Cellular senescence plays a contributory role in the development and progression of diabetic kidney disease (DKD). Melatonin shows potent anti-senescent and anti-inflammatory effects, with demonstrated benefits in DKD. Delineation of the mechanisms through which melatonin delays cellular senescence to ameliorate the progression of DKD will enhance our understanding and ability to treat the disease. Therefore, to elucidate the effects and underlying mechanisms of melatonin, we established streptozotocin (STZ)-induced diabetic mouse models and high glucose (HG)-stimulated human renal cortical proximal tubule epithelial (HK-2) cell models.

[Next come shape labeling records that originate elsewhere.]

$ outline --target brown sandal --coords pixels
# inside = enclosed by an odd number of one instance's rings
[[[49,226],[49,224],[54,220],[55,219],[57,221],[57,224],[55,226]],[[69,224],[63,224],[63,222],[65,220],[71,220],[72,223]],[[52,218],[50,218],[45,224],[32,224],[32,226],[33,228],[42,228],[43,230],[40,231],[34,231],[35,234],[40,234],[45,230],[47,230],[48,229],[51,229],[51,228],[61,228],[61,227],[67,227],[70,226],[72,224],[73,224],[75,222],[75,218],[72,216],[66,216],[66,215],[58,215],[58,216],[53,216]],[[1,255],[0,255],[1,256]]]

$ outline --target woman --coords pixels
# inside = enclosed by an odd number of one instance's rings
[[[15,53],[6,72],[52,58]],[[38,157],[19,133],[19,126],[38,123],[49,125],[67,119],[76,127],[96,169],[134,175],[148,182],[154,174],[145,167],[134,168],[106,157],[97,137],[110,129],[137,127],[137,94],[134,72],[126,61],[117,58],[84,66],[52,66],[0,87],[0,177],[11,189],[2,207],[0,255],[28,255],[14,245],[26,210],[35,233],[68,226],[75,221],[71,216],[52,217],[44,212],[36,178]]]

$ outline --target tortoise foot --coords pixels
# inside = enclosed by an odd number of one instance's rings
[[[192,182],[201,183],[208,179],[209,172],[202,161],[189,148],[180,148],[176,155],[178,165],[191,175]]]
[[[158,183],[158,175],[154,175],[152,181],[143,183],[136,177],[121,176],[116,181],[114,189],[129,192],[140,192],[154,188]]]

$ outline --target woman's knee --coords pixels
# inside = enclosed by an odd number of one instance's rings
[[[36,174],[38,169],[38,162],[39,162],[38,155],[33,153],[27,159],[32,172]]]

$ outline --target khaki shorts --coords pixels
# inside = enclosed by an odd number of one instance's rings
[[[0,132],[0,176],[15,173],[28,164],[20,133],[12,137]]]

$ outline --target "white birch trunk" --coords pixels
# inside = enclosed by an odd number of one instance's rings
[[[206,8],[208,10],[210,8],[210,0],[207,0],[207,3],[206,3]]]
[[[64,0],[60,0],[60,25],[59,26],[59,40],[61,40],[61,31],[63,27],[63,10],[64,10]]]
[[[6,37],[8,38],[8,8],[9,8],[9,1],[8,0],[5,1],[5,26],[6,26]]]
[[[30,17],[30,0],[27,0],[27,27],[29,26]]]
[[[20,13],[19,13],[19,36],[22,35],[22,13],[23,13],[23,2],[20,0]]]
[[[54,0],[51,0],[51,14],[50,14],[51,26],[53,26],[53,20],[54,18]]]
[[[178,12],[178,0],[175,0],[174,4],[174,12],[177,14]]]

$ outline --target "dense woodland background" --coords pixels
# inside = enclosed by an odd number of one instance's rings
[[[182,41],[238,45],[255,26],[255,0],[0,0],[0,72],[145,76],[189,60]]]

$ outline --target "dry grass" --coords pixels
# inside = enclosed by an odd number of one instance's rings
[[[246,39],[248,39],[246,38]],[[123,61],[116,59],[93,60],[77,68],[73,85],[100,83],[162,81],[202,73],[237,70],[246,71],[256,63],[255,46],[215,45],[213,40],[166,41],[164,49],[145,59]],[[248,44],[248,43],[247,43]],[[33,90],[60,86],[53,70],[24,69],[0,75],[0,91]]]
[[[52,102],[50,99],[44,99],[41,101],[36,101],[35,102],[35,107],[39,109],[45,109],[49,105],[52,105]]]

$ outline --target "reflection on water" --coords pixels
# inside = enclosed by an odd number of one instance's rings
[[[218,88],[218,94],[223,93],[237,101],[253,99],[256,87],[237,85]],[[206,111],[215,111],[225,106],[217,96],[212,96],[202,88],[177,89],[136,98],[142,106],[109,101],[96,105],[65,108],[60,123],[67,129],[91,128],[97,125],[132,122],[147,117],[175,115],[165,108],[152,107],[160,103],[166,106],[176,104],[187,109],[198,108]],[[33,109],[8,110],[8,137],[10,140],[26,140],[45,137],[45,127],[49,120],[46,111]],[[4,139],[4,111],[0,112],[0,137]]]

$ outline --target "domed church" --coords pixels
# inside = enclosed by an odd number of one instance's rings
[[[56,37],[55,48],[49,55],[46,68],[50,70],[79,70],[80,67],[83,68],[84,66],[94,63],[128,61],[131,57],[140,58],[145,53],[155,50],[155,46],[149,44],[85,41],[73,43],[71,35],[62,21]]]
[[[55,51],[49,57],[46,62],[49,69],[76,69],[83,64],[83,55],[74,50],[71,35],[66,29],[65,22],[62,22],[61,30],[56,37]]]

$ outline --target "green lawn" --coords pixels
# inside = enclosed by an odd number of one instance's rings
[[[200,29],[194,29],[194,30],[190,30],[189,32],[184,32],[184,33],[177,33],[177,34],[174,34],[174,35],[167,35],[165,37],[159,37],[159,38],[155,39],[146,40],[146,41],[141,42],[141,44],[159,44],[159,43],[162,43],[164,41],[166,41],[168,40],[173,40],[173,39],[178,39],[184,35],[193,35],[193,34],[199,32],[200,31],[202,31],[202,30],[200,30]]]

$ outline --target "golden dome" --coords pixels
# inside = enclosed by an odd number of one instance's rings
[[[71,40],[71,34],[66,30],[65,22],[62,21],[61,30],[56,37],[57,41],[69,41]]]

Cellular senescence was assessed by western blotting, quantitative Real-Time PCR (qPCR), and β-galactosidase (SA-β-gal) staining. Renal histopathological injury was evaluated by hematoxylin and eosin (H&E) and periodic acid-Schiff (PAS) staining, along with renal function measurements. The results showed that melatonin administration significantly improved renal function and attenuated histopathological damage in diabetic mice. Furthermore, melatonin effectively reduced the levels of cellular senescence marker proteins (p53, p21, p16^INK4A, and γ-H2AX), decreased the SA-β-gal positive staining area, and suppressed senescence-associated secretory phenotype (SASP) expression. Mechanistically, melatonin potently inhibited the upregulation of key proteins in the Wnt/β-catenin signaling pathway, including Wnt3a, β-catenin, p-GSK-3β, c-Myc, and Cyclin-D1, with an efficacy comparable to that of the Wnt Inhibitor XAV-939. Notably, experiments in HK-2 cells further demonstrated that treatment with the Wnt/β-catenin activator BML-284 abrogated the protective effects of melatonin. Overall, these findings demonstrate that melatonin suppresses cellular senescence in DKD by inhibiting the Wnt/β-catenin pathway.

Cellular senescence; Diabetic kidney disease; Melatonin; Wnt/β-catenin.